The border between life and death is not clearly defined. At times the speaker sips tea in a plank grave under sod, detaches from her carcass to smoke a cigarette, and covers her eyes with “legs crimped in a mock casket.” The speaker moves though the world of the living, the dead, and somewhere in between, frequently referring to herself as “she” and “I” at the same time. She is not bound by one body, one identity, or one location in time or space. “she/I wait/s for the next ten thousand years of / fossil replica” Her subjectivity shifts and transforms from internal to external, to animals, and to other beings. In “Addled,” she speaks from the perspective of a whale:

you bite into her/my scalp      down to the grey

“          her/my breastbone snaps         snaps   rings allowing my chambers to fill with blood                        crushes down like compressed throats            striking air                               litmus red

I stomach both lungs   drowning in skin

And as an observer of the whale:

a winch reels  in thought        of tinkered       eternity

and a whale     losing her        long-haired cheese clothed

piece of baleen floats   smelled faintly floats ashore on Crow Island

In other poems, the speaker’s feet “turn cloven” and she has “antlers/ like long mesh conduits coaxing my head.” She dreams of flying with a gyrfalcon and they seem to merge into one being, the bird’s call and the speaker’s throat song a single vibration. The speaker describes a self that is not static or singular, but part of the world and connected to all things.

In “Stereoscope” she asks,

How do you mention

one by one       our place-names

and dates of birth         by labelling      your glass boxes?

How do you print        on heavy flat paper

the artifacts of Nuiqsut            which makes me pull apart my cartilage?

She challenges this colonial worldview that seeks to separate and categorize, to take and identify. With its emphasis on individual needs and exploitation of natural resources, this worldview has led to devastating damage to the land and to the Inupiaq way of life, a world where trees burn, the permafrost thaws and the sea warms, leading to changes in animal behavior. “Jellyfish plunge into cement splashing” and

         Musk oxen cant guard nuclear

grasslands       from brown air            thin water.

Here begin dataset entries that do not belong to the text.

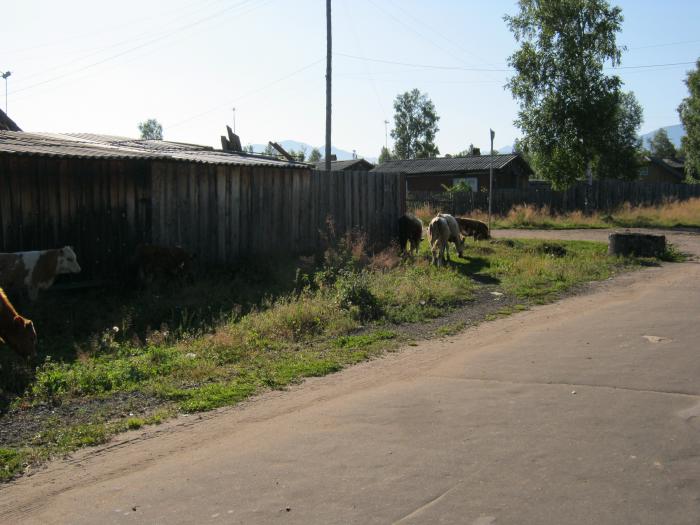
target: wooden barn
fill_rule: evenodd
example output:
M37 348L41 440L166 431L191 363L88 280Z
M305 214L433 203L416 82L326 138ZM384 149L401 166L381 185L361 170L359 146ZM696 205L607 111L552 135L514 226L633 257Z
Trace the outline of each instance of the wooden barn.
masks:
M0 131L0 251L71 245L90 279L119 275L140 243L214 264L312 252L329 216L388 243L404 186L207 146Z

And in “Oil is a People,” the speaker witnesses bulldozers razing the land, the flames burning in the wind, “oil dripping on the tundra.” Images of cadavers, fumes, smoke, and ash elicit feelings of dread and an ominous vision of the future.

The past emerges into the present in “Her/My Arctic Corpse Whale” as the speaker observes “the Inuit skeletons are rising like brittle”: an image that brings to mind bones literally emerging from the thawing permafrost, but is also a reminder of the presence of ancestral spirits. The songs of the ancestors still ring across the land and water, but at the same time steel engines from ships shrink sonic space for whales, rendering their calls to each other less audible. There is a sense of loss and urgency as

         she/I try/ies pushing,

pushing, and shoving  the sinew back into the threaded

bones of the land.

In her talk at the Salish Kootenai College, okpik described a storyteller as “one who sits beside.” Rather than placing herself at the center, she shifts the perspective of the speaker, conjuring a world that contains within it endless points of view, beyond human, beyond living, and beyond the present. She said, “I’m just a vessel, a hollow bone that these stories come through.” okpik channels these stories into poems that hypnotically and urgently transform and expand our sense of time, space, and the self.